My .02, feel free to leave change.

joe


----------



## DonChristie (Aug 19, 2010)

Your right on the money, yeshoney! Kids these days suck! Zero social skills and no sense of, well, anything. I attribute this to the digital age. They text and play video games. Sounds like seclusion to me. I also have 2 kids in High school and now college. My wife and I have tried to install values. Actually, my 2 kids are the most well rounded I know. Kelpie - you should of sped up to really smash his import junk!


----------



## chitown (Aug 19, 2010)

Or quite unrealistically but just as fun to dream of is; we assemble a large balloon club and make patches showing our affiliation and prowl the streets of Southport Indiana until proper justice can be dealt. Preferably ending with our balloon _rat chapter_ running over a pile of chopper bikes in flames. Evil laughter ensues as we ride, slowly to the nearest A&W for floats and onion rings. Satisfied with our _skooling_ of the young punks, we await our next mission because there is no shortage of slack-jawed, disrespectful, snot-nosed, video-gaming, lazy, good for nothing youth in our fine nation. Then a hollywood producer reads of our exploits and makes a series to be shown on FX or History Channel and we all retire with royalty checks from the hit show... "Balloon Tire Wars" starring Clint Eastwood as "Grandpa" and Conan O'Brien as "Rusty" (head of the smart ass but dangerous _Rat Chapter_).


----------



## Heledir (Aug 19, 2010)

I actually find it insulting when a rash generalization of my age group is made. I am 20 years old, and I've been playing video games for 12 years. I'm also a member of an international honor society and a volunteer in my community. You can say that many of my age group have no morals and lack respect, but please don't attribute that solely to lifestyle attributes like video games and don't generalize the entire age group because after all, there are many in other age groups who lack morals and respect.


----------



## chitown (Aug 19, 2010)

Heledir,
You shouldn't be insulted when rash generalizations are made toward any group. You should take pride in volunteering and being a respectful person. I believe a persons behavior will be rewarded ten-fold as we get older. Karma's gotta hit sometime. The key is your last sentence claiming "there are many in other age groups who lack morals and respect." This is precisely the point you are being insulted about. That in itself is a rash generalization. What age group? What morals and respect is lacking? All these forums are is dialog and opinions. A guy got T-boned and laughed at and felt disrespect. Seems as though some other members have had other encounters of disrespect also. As long as you are respectful you will gain respect from others (older or younger). Take these forums with a grain of salt. There's bigger problems in the world to solve. So kids out there, when you T-bone an old dude, say sorry at least.

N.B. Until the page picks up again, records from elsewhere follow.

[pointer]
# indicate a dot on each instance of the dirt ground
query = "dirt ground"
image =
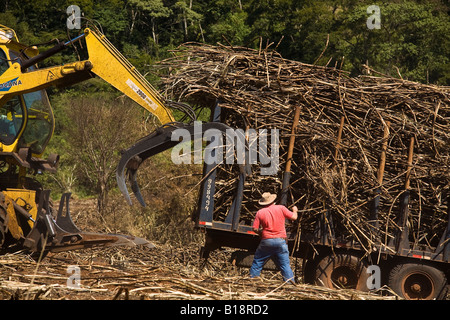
(162, 273)
(166, 272)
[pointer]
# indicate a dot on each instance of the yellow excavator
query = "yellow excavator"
(27, 219)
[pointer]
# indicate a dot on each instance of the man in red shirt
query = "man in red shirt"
(269, 224)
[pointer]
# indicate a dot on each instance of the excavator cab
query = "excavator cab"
(27, 219)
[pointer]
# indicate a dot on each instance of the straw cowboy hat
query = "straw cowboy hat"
(267, 198)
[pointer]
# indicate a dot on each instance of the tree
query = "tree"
(98, 127)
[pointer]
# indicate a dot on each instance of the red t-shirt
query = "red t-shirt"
(272, 219)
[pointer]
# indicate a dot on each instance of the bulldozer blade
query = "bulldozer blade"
(62, 234)
(158, 141)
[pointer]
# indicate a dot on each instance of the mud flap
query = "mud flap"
(158, 141)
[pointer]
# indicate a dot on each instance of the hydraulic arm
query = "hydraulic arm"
(27, 219)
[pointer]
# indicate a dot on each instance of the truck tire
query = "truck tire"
(417, 281)
(342, 271)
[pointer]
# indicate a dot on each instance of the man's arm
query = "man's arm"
(294, 215)
(255, 226)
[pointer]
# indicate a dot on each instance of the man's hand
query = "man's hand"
(295, 215)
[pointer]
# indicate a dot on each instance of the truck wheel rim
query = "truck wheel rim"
(418, 286)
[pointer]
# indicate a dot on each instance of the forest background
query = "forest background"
(94, 121)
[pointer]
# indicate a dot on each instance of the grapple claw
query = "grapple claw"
(158, 141)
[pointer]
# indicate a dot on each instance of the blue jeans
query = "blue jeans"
(276, 248)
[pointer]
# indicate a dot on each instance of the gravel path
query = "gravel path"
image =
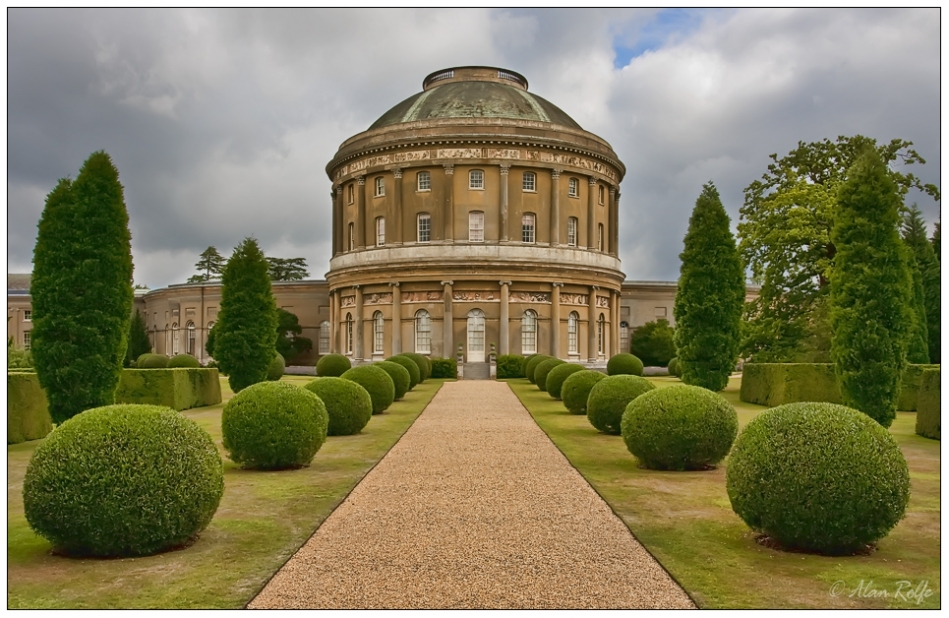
(473, 508)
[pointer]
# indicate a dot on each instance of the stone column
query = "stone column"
(449, 203)
(591, 215)
(357, 344)
(502, 210)
(505, 318)
(395, 217)
(396, 318)
(361, 212)
(448, 347)
(555, 319)
(554, 208)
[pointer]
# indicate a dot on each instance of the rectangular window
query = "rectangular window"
(424, 227)
(527, 228)
(475, 227)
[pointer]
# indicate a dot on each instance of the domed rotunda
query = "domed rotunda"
(475, 216)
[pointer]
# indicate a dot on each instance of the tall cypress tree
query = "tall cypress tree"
(246, 331)
(710, 296)
(871, 291)
(82, 290)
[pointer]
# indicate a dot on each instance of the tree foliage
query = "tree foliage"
(710, 296)
(82, 290)
(870, 291)
(785, 239)
(246, 331)
(653, 343)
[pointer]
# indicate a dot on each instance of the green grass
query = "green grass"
(685, 520)
(263, 519)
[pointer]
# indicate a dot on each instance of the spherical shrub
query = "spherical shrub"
(123, 480)
(532, 366)
(276, 368)
(609, 398)
(576, 390)
(624, 364)
(543, 369)
(410, 366)
(400, 377)
(557, 375)
(377, 382)
(332, 365)
(183, 360)
(679, 428)
(152, 361)
(818, 477)
(347, 403)
(273, 425)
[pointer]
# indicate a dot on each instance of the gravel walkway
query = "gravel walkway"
(473, 508)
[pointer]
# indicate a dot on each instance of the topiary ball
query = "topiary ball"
(576, 390)
(183, 361)
(333, 365)
(543, 369)
(123, 480)
(609, 398)
(410, 366)
(347, 403)
(557, 375)
(679, 428)
(531, 366)
(377, 382)
(624, 364)
(400, 377)
(274, 425)
(819, 477)
(276, 368)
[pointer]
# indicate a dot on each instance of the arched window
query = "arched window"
(324, 337)
(423, 332)
(378, 332)
(191, 338)
(349, 333)
(476, 179)
(529, 332)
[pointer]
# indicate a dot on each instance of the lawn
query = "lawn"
(685, 520)
(264, 517)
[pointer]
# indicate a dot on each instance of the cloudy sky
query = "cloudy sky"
(221, 121)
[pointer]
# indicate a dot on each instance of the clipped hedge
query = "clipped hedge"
(557, 376)
(679, 428)
(818, 477)
(624, 364)
(609, 398)
(347, 403)
(274, 426)
(575, 391)
(543, 370)
(156, 492)
(928, 410)
(27, 409)
(333, 365)
(179, 389)
(510, 366)
(377, 382)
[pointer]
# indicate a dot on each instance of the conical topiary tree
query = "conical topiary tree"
(246, 331)
(870, 292)
(710, 296)
(82, 290)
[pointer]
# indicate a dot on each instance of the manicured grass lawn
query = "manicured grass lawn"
(685, 520)
(264, 517)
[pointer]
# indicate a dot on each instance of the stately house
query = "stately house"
(472, 217)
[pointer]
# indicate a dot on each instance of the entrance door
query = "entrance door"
(476, 336)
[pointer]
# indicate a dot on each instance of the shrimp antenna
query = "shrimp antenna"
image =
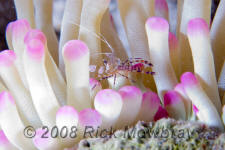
(100, 36)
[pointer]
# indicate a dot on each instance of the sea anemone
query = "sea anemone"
(102, 77)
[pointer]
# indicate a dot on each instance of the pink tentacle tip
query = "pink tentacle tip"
(188, 79)
(35, 34)
(197, 26)
(107, 97)
(157, 24)
(90, 117)
(35, 49)
(173, 41)
(153, 97)
(195, 109)
(68, 111)
(3, 138)
(75, 49)
(7, 58)
(161, 113)
(9, 28)
(5, 99)
(171, 98)
(161, 5)
(39, 141)
(130, 92)
(20, 27)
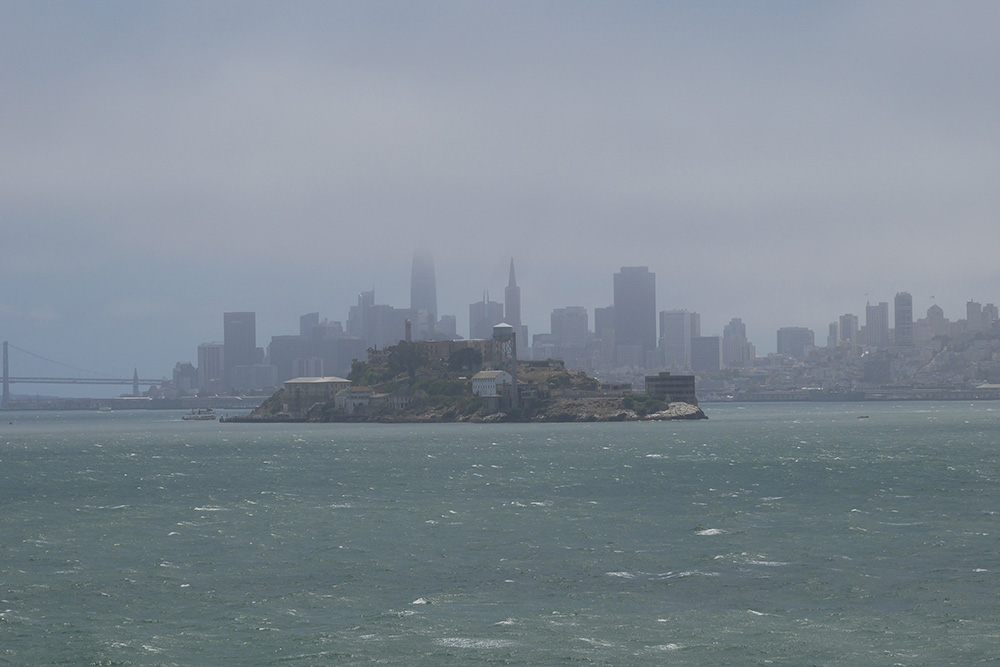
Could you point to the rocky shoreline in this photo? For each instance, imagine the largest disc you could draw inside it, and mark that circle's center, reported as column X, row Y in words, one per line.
column 560, row 410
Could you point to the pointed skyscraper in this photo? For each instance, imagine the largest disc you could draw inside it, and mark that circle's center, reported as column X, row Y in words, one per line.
column 512, row 308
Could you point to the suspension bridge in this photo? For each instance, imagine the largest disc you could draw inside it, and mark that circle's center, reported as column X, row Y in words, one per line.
column 90, row 377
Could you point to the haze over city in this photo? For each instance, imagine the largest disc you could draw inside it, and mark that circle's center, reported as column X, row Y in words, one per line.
column 783, row 163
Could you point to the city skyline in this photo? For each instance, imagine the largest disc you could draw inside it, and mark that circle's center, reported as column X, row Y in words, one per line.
column 780, row 163
column 636, row 284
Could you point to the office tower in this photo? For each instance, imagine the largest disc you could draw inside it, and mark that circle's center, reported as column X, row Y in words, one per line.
column 677, row 328
column 307, row 322
column 877, row 324
column 570, row 326
column 849, row 328
column 974, row 316
column 483, row 316
column 358, row 315
column 423, row 294
column 831, row 337
column 737, row 351
column 903, row 310
column 512, row 308
column 706, row 353
column 604, row 322
column 990, row 315
column 210, row 367
column 795, row 341
column 239, row 332
column 635, row 315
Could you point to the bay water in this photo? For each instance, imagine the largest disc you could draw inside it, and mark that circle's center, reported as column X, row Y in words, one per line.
column 771, row 534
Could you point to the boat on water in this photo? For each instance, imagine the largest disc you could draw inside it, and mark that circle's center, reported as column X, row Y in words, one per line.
column 200, row 414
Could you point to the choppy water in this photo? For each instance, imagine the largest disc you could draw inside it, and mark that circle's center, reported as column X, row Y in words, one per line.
column 770, row 534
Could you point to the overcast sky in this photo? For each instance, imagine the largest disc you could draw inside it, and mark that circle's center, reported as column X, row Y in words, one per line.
column 782, row 162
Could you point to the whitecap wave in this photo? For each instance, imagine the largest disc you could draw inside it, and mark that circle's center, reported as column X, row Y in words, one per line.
column 467, row 642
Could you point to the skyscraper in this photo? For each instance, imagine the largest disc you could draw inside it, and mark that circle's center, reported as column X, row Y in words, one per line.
column 795, row 341
column 635, row 315
column 570, row 326
column 849, row 328
column 423, row 294
column 737, row 351
column 483, row 316
column 677, row 328
column 239, row 342
column 904, row 318
column 512, row 308
column 877, row 324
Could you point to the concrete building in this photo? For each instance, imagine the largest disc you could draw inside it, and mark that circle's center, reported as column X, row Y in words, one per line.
column 635, row 315
column 677, row 328
column 848, row 328
column 672, row 388
column 570, row 326
column 239, row 330
column 423, row 296
column 211, row 367
column 489, row 383
column 483, row 316
column 512, row 309
column 877, row 325
column 795, row 341
column 706, row 353
column 903, row 311
column 737, row 351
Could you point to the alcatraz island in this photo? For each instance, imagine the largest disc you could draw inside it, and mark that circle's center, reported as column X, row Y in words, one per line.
column 472, row 381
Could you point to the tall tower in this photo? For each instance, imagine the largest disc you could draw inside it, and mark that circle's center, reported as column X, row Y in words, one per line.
column 877, row 324
column 239, row 343
column 635, row 315
column 423, row 291
column 677, row 329
column 512, row 306
column 904, row 318
column 5, row 401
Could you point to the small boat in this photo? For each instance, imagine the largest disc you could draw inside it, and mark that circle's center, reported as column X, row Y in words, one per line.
column 200, row 414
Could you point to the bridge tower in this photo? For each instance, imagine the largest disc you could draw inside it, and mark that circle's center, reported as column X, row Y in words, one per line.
column 5, row 401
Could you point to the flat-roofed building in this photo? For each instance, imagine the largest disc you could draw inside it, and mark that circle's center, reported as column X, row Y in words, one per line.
column 671, row 388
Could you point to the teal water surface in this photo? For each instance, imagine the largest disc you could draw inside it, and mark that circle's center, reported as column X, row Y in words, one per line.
column 769, row 534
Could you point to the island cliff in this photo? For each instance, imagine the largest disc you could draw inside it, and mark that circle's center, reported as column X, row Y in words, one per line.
column 405, row 384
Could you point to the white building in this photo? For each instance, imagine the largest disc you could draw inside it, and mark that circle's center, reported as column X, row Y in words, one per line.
column 488, row 383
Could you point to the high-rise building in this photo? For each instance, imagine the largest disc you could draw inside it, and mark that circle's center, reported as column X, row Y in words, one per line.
column 210, row 367
column 635, row 314
column 832, row 337
column 877, row 324
column 677, row 328
column 239, row 331
column 849, row 328
column 423, row 295
column 974, row 316
column 512, row 309
column 483, row 316
column 737, row 351
column 706, row 353
column 570, row 326
column 307, row 322
column 795, row 341
column 903, row 310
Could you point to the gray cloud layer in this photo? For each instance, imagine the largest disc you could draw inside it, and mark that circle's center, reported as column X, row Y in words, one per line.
column 779, row 162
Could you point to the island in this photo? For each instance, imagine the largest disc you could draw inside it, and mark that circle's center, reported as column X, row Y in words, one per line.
column 471, row 381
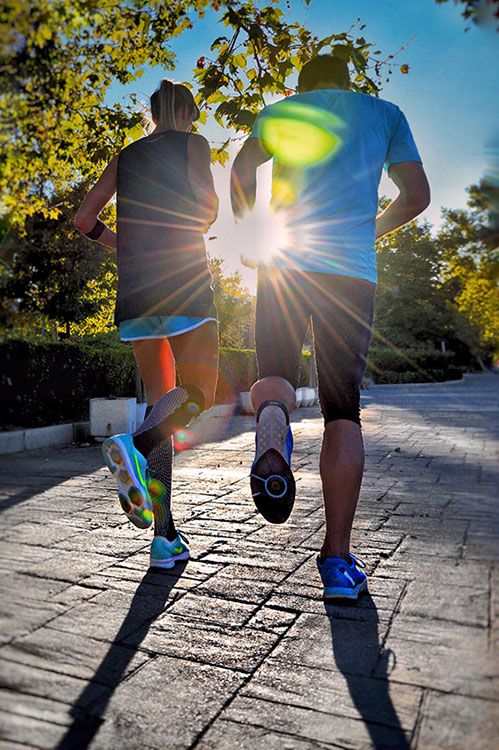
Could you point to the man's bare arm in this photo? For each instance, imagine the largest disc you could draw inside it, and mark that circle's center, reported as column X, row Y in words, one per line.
column 413, row 198
column 243, row 176
column 93, row 203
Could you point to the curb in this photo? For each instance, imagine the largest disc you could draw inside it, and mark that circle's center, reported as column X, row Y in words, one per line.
column 43, row 437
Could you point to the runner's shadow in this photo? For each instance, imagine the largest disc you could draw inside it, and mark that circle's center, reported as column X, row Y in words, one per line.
column 147, row 604
column 358, row 656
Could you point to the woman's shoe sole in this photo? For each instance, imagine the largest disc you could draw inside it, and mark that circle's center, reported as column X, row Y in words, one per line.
column 133, row 494
column 273, row 487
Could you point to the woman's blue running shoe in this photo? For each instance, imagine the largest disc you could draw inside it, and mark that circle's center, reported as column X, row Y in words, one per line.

ok off my soap box and begin final casting for "Balloon Tire Wars".


----------



## Heledir (Aug 19, 2010)

I don't see how saying that there are disrespectful people in other age groups is a generalization. I'm saying there are some, not that all people of other age groups are disrespectful. I could say that all people over 60 are racists. That would be a generalization, just because a few are, doesn't mean all are. Whether its on a forum or in person, people making generalizations that my age group are all thugs, immoral, disrespectful etc. only perpetuates a negative image. It's precisely because of these sort of generalizations that I can't walk into work without receiving looks (I work at a medical center for senior citizens). I'm not saying that I want to be the stick in the mud on the forums, I just think it's important to keep in mind that what's said here doesn't necessarily stay here.


----------



## rustyspoke66 (Aug 19, 2010)

Just going to throw this in. Who in raising these kids?


----------



## militarymonark (Aug 19, 2010)

hey Heledir, are you on Xbox live? BTW, the problem with kids being disrespectful is a direct correlation with the home life. If parents dont show respect to others the kids wont either. The way to help kids is to establish a friendship with them not necessarily go out and hang out but talk to kids in the neighborhood where you ride. Introduce them to the cool old bikes and people that ride them. The more you show your positive presence and good values in their life even just by seeing and talking to them here and there, they will start to pick up on the "golden rule" and you'll start seeing the respect that should be shown to anyone you encounter even if it is leon dixon. I have first hand experience in this since Im a youth worker along with my air force career.


----------



## militarymonark (Aug 19, 2010)

how bad is your rim? could you post a picture?


----------



## IJamEcono (Aug 19, 2010)

> they will start to pick up on the "golden rule" and you'll start seeing the respect that should be shown to anyone you encounter even if it is leon dixon.




Exactly. Many years ago I told someone that I respected them as a human being, but not as a person. I wasn't trying to be rude. I wasn't acting any different towards him. I personally didn't care for him. But as a human being, I respected him. I just didn't like his personality or how he treated other people. So I didn't respect him as a person. _There's a difference_.


----------



## Heledir (Aug 19, 2010)

yeah, I'm on xbl I've got the same name on there. And back on topic, sucks that your rim got busted


----------



## PCHiggin (Aug 20, 2010)

Hey, Let's see some pics. of the bike.


----------



## Kelpie3 (Aug 20, 2010)

I'll take a few and load them up tonight.  The front rim is a pretzel.


----------



## DonChristie (Aug 20, 2010)

Sorry if I offended you Heledir! You do have to take these forums with a grain of salt. It was a generalization and I suppose it wasn't right. I want the roll of the old guy Clint Eastwood portrays in Balloon wars! Did they make a Gran Torino bicycle?


----------



## cyclingday (Aug 20, 2010)

Chitown,
 Dude, you have a career in comic book super heroes. That was great! I can't wait for my next installment of Balloon Tire Wars.
 I mean after all, Pee Wees Big Adventure was all about the recovery of a stolen balloon tire bicycle, and it was hugely popular.
 You should consider a running column in the Classic Bicycle News.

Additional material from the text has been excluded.